A novel. Sure you are.

You can’t believe how relieved I was when ‘The Kazillion Wish was accepted to be published, giving me a gardening ‘Get Out Of Jail Free’ card that I could never have hoped for. ‘See,’ I told poor, long-suffering Anna, ‘I WASN’T being self-indulgent/wasting my time.’

Which was a total lie.

Like I said, lucky.

Taking a face-off for The Braves. Pic Luke Milkovic.

Taking a face-off for The Braves. Pic Luke Milkovic.
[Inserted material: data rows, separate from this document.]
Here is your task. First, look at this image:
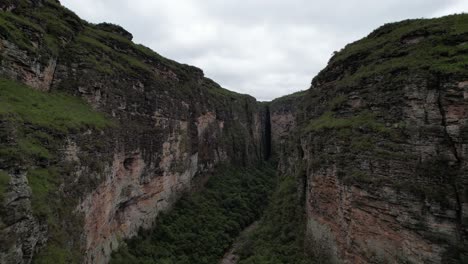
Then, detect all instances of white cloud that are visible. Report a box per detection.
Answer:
[62,0,468,100]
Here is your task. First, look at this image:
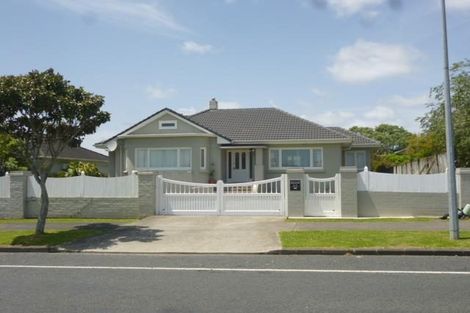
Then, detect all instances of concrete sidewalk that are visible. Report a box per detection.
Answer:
[66,216,470,253]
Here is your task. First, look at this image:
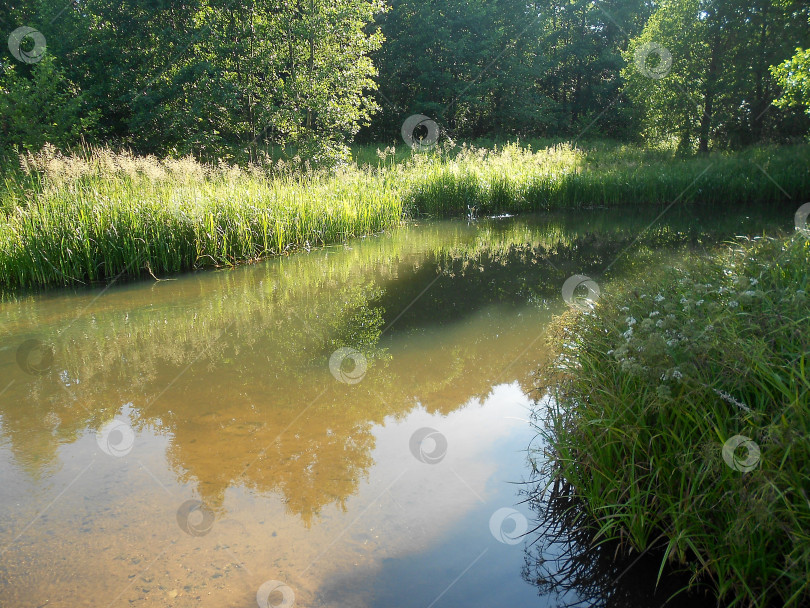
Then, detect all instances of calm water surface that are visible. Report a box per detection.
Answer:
[0,209,791,608]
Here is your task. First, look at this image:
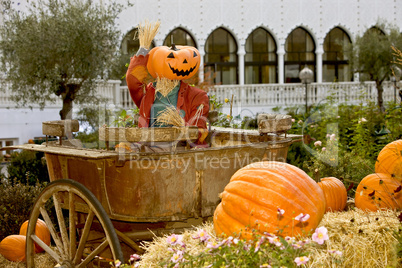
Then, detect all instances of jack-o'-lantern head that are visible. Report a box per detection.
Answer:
[147,45,200,80]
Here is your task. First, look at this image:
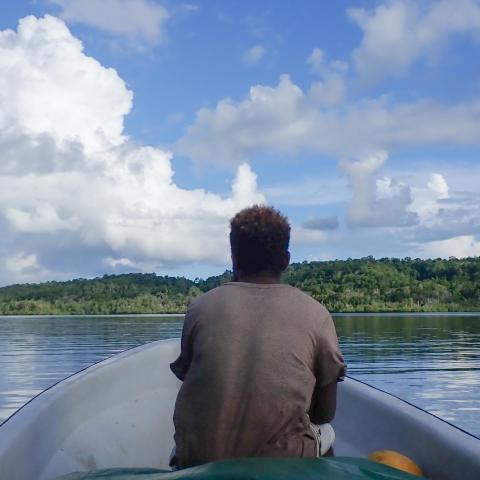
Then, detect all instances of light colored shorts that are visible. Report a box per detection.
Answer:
[310,422,335,457]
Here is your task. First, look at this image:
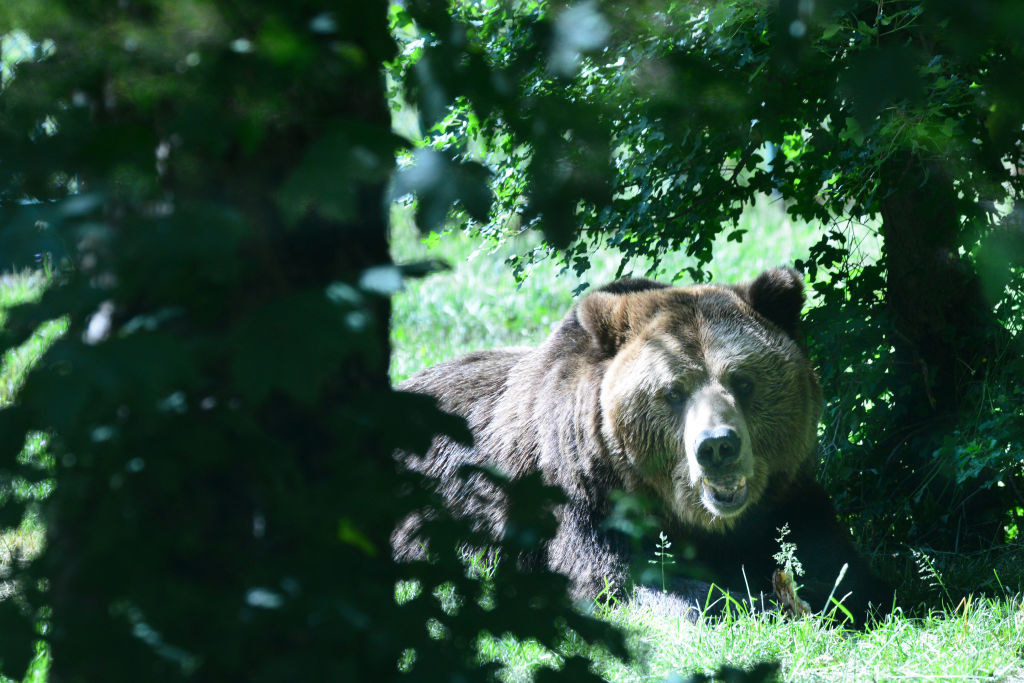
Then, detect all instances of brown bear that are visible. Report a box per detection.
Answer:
[395,268,893,620]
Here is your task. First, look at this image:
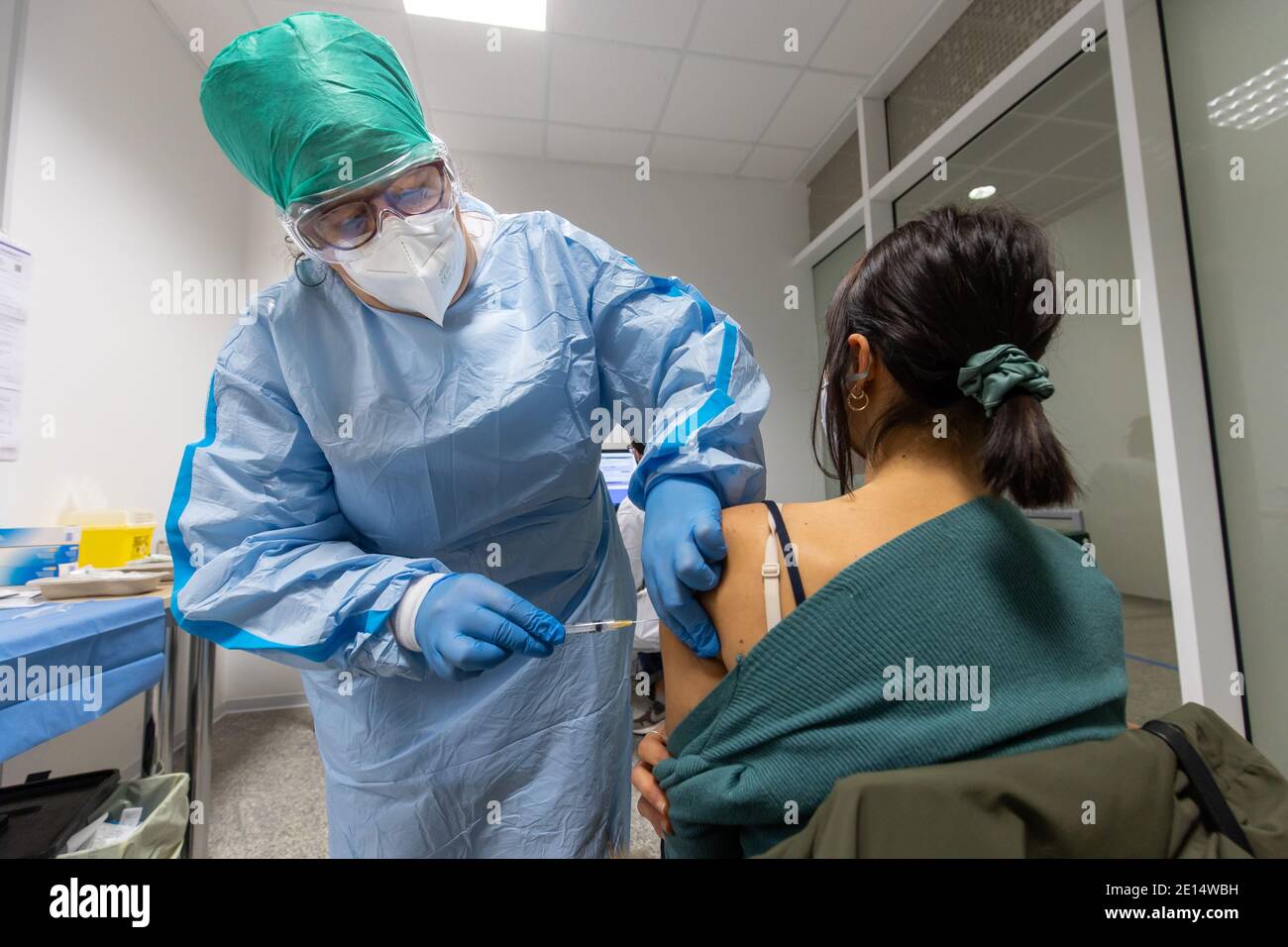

A few years later, I was living in Fern Cottage, Freeman Street, Fitzroy North, which fast became an ironically-named house as the backyard became nothing but weeds. Some were literally higher than my head. I’m not sure when the word ‘weed’ becomes ‘tree’, but this must have been close.

Occasionally I’d hire someone to nuke the entire backyard, ripping out everything but the few battered, half-strangled bushes that were clearly meant to be there. Pleasingly now mostly concrete, the backyard would immediately start to mutate again as I put my Jedi Non-Gardening Powers to use, writing or watching hockey on TV.

All of this meant my partner now, Chloe, was quite reasonably nervous at raising the idea of installing planter boxes on the deck of our new house. I did my bit by swearing a lot and sweating, while lugging two huge wooden boxes up the steep stairs to the rooftop deck, dodgy knee and all. I helped lug soil up the same stairs and then poured it all into the boxes.

But it was clear that I was not burning to nurture the plants, to be at one with this boxed nature.

Yet here they now sat, little fledgling strawberry plants, lettuce, passionfruit, zucchini, herbs and tomatoes. Being liberally bombed with random water attacks from Melbourne’s weather or maybe an enthusiastic five-year-old, who also considered it necessary to water the dog, the sky (look out below, walkers) and anything else within reach of the hose. And most mornings, the five-year-old would charge to the window and sigh, because giant plants hadn’t magically bloomed overnight. Things grow by increments, which can be a hard concept when you are five, or even when you’re a lot more than five, like me.

I got on with life.

Especially training, where I am finally dangerously close to full health. I’ve been doing Fluid workouts with Lliam, and it rocks. Crazy, diverse training like cracking giant ropes, or throwing sandbag balls to the ground as hard as I can, and endless lunges and squats, hoping my knee will hold (it mostly has). Explosive, intense workouts unlike training I’ve done before and leaving my legs, glutes and guts heavy with exhaustion. You don’t even want to know what The Torsonator is. But believe me, it’s nasty.

The dodgy left knee occasionally yelps when I climb stairs or once during a hockey game, but mostly it’s coping. Every session I complete makes everything around the meniscal tear stronger, and hopefully moves me further away from this injury. Wednesday nights at Dev League, another Lliam client, Jimmy Oliver, and I creak onto the ice, groaning with aching legs and exchanging knowing grimaces and grins before we even start. I love it.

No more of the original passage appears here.